Н
а следующий день к обеду приехал Скобелев и привез нам приятную новость: всем офицерам, которых Скобелев представил к Георгиевским крестам за Иметлийское дело, Государь император, по ходатайству Главнокомандующего, утвердил эти награды. Известие это было действительно радостное. Нужно быть самому офицером, самому участвовать в военных действиях, чтобы понять то чувство, которое испытывает каждый, ожидая этой высшей воинской награды – награды за личную храбрость, за мужество и отвагу. «Теперь никто не посмеет меня назвать трусом, никто не скажет, что я бесполезно служил родной земле и ее властелину». Мысль о белом крестике уже давно не давала мне покоя, хотя я далеко не честолюбив и любил военное дело не из-за отличий и карьеры.На другой день Скобелев назначил у себя обед исключительно для лиц, получивших Георгиевские кресты за лихой Иметлийский бой. Поручику Узатису, который распоряжался у Скобелева хозяйственною частью, Михаил Дмитриевич приказал устроить обед погастрономичнее и запастись лучшими винами. К двум часам в квартиру Скобелева собрались приглашенные гости. Здесь были полковники Панютин, Лео, Мосцевой (герой Скобелевского редута № 2), барон Меллер-Закомельский, поручик Юрьев, Узатис, я и другие. Стол был накрыт в той самой зале, где Россия подписала мир с Турцией. Все были в самом прекрасном настроении, и Скобелев веселее всех: он радовался, что все его представления прошли без изменений.
У каждого из офицеров на груди красовался уже новый беленький крестик, кроме меня и Узатиса.

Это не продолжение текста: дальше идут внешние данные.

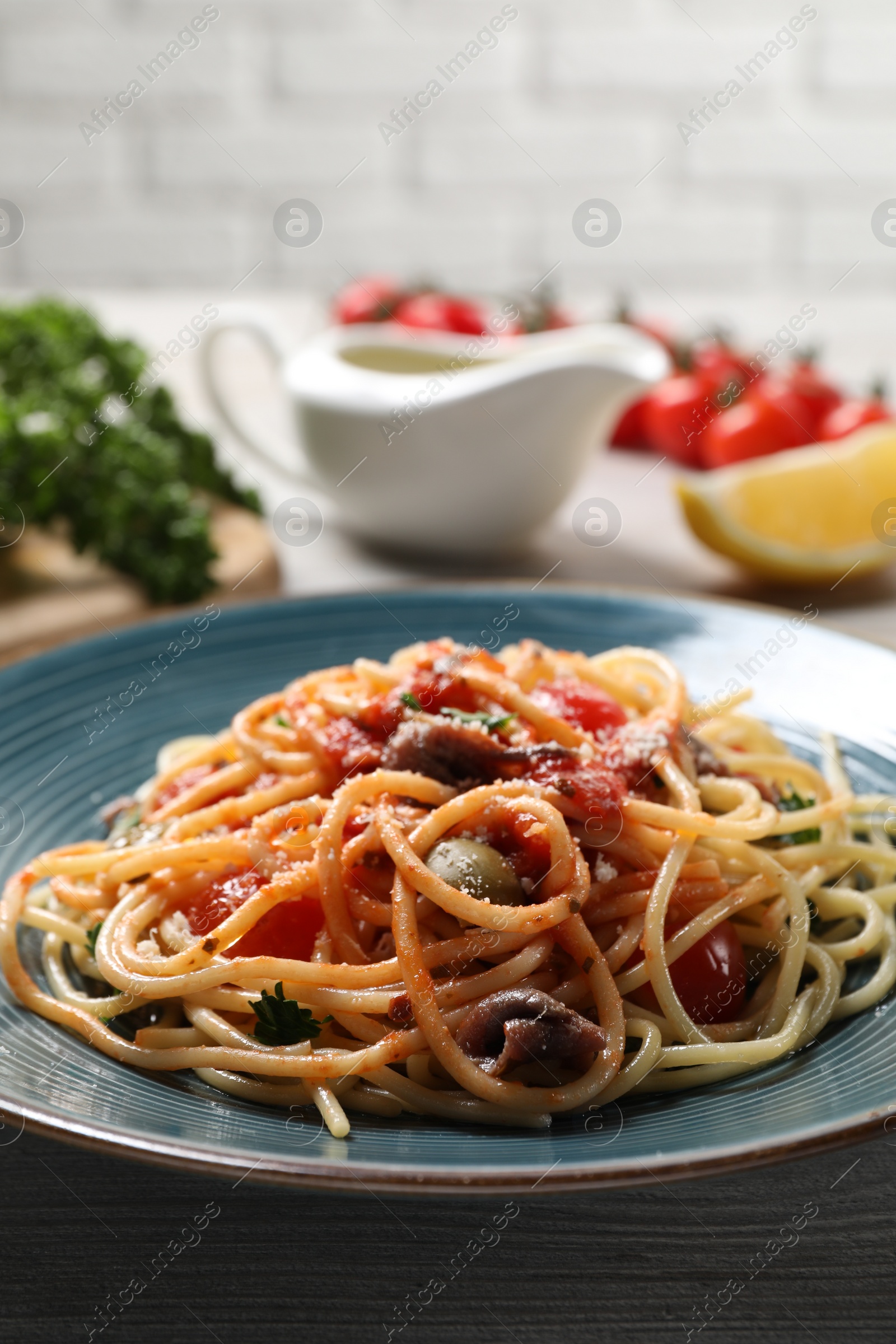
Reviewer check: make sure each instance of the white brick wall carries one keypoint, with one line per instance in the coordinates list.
(578, 99)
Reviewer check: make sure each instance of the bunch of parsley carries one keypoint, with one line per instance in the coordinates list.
(85, 438)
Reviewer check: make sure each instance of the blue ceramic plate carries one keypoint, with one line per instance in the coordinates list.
(63, 752)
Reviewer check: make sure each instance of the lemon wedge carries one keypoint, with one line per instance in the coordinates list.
(808, 514)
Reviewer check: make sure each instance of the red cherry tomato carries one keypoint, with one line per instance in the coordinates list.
(814, 397)
(676, 416)
(441, 312)
(349, 748)
(752, 428)
(710, 979)
(580, 703)
(631, 432)
(852, 414)
(288, 931)
(368, 300)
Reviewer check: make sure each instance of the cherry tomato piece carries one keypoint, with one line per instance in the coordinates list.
(288, 931)
(676, 416)
(631, 432)
(368, 300)
(581, 703)
(816, 397)
(752, 428)
(441, 312)
(710, 979)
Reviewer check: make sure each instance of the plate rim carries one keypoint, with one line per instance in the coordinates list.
(442, 1180)
(437, 1180)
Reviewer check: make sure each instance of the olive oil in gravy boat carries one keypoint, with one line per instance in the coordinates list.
(442, 442)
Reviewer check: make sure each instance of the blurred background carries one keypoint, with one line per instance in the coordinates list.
(734, 214)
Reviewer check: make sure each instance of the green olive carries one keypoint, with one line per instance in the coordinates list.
(477, 870)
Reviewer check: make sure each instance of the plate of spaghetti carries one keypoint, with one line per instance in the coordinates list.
(466, 889)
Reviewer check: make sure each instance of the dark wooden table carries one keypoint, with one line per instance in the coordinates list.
(291, 1267)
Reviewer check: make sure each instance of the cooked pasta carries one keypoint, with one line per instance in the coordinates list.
(488, 890)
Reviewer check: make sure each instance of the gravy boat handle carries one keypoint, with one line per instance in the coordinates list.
(253, 321)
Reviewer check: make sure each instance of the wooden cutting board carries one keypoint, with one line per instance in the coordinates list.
(50, 596)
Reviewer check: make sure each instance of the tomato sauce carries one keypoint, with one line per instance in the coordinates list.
(288, 931)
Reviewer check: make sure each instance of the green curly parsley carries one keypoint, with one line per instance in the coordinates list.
(281, 1022)
(86, 438)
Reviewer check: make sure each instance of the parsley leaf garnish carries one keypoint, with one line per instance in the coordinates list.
(794, 803)
(489, 721)
(281, 1022)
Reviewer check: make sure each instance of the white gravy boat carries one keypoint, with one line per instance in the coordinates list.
(444, 442)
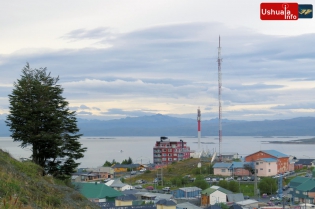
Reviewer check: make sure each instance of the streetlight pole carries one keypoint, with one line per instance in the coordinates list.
(216, 200)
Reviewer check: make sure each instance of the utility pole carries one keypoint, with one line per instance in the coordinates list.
(219, 95)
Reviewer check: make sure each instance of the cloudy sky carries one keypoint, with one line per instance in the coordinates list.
(120, 58)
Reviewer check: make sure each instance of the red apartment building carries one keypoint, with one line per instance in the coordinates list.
(166, 151)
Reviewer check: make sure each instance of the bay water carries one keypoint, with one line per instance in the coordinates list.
(140, 149)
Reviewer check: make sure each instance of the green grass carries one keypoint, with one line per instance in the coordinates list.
(23, 186)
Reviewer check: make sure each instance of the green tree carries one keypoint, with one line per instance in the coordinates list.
(40, 118)
(201, 183)
(233, 186)
(224, 184)
(107, 164)
(267, 185)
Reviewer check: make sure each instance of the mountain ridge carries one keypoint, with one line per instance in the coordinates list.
(159, 125)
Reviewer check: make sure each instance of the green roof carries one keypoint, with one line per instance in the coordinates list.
(225, 191)
(297, 181)
(97, 191)
(208, 191)
(308, 185)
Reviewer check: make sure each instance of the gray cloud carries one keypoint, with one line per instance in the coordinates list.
(177, 63)
(136, 113)
(97, 33)
(84, 107)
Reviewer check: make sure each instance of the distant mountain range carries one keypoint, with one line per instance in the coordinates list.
(162, 125)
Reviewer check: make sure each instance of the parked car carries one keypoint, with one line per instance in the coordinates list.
(150, 188)
(244, 178)
(166, 189)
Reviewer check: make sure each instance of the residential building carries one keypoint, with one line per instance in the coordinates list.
(165, 204)
(283, 162)
(125, 200)
(186, 192)
(232, 169)
(302, 189)
(166, 151)
(266, 167)
(97, 192)
(214, 195)
(125, 167)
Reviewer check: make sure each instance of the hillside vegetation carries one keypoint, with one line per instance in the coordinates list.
(23, 186)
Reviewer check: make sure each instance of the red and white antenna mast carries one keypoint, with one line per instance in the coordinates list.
(220, 107)
(199, 126)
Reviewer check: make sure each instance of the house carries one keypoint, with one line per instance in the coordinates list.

Скобелев заметил это.
– Что же это вы, господа! Отчего до сих пор не надели крестов? – обратился он к нам.
– Не получили до сих пор, ваше превосходительство, а купить здесь негде, – отвечал я.
– Ну так постойте, я дам вам свой! – И, сняв с себя довольно старый Георгиевский крестик, Скобелев надел его на меня.
Вся компания уселась за столы и с аппетитом занялась истреблением вкусных блюд, запивая их прекрасным вином. После утоления голода завязалась оживленная беседа на тему, исключительно нашу, военную: вспоминали только что пережитую кампанию, в которой было так много лестного для нашего национального самолюбия, хотя, к сожалению, были и мрачные стороны. Велась самая живая беседа с критическою оценкой, высказывалась, не стесняясь, голая правда – наши ошибки, причины наших временных неудач и так далее… Но – конец венчает дело! «Победителей не судят!» – и в этом афоризме мы находили утешение в те скорбные минуты, когда вспоминали наших дорогих товарищей, геройски павших на Зеленых горах и у подножия Балкан.
Скобелев тоже поддался общему настроению и вспомнил, между прочим, старое золотое время – время своей боевой службы в Туркестанских степях.
– Да, господа, – сказал в конце обеда Михаил Дмитриевич, и умные глаза его, всегда веселые и полные юмора, еще более оживились и заблистали. – Этот белый крестик нелегко достается нашему брату! Я несколько раз заслуживал его по статуту в Хивинской экспедиции, делая самые опасные рекогносцировки за сотни верст и, переодеваясь туземцем, добывая очень важные сведения, постоянно рискуя при этом своей шкурой… Но Кауфман все не представлял меня к кресту. В деле под Махромом я был начальником кавалерии. Видя нерешительность противника, я решил сам его атаковать. Местность была удобная, волнистая, и я приказал направиться в обход на левый фланг неприятеля казачьему полку Головачева, а на правый фланг послал тоже один полк. Сам же с дивизионом остался на месте. Когда, по моему расчету, полки, посланные мной в обход, должны были находиться уже на своих местах, я повел наступление с фронта.
Азиаты держались стойко и не подавались. Но когда на позиции вынеслась наша ракетная батарея и, открыв огонь, несколькими удачными снарядами, разорвавшимися как раз среди неприятельских полчищ, уложила десяток-другой всадников – неприятель не выдержал и стал подаваться назад. Я воспользовался этим удобным моментом и, выхватив шашку, бросился в атаку со своими молодцами. Мы врубились в ряды халатников и произвели на них такую панику, что они верст пять марш-маршем без оглядки неслись от нас по степи. Лошади наши начали уже уставать, люди тоже сильно уморились от этой бешеной скачки и сабельной работы, а между тем я все не видел ни той, ни другой обходных колонн, которых послал уже давно. Меня это сильно беспокоило.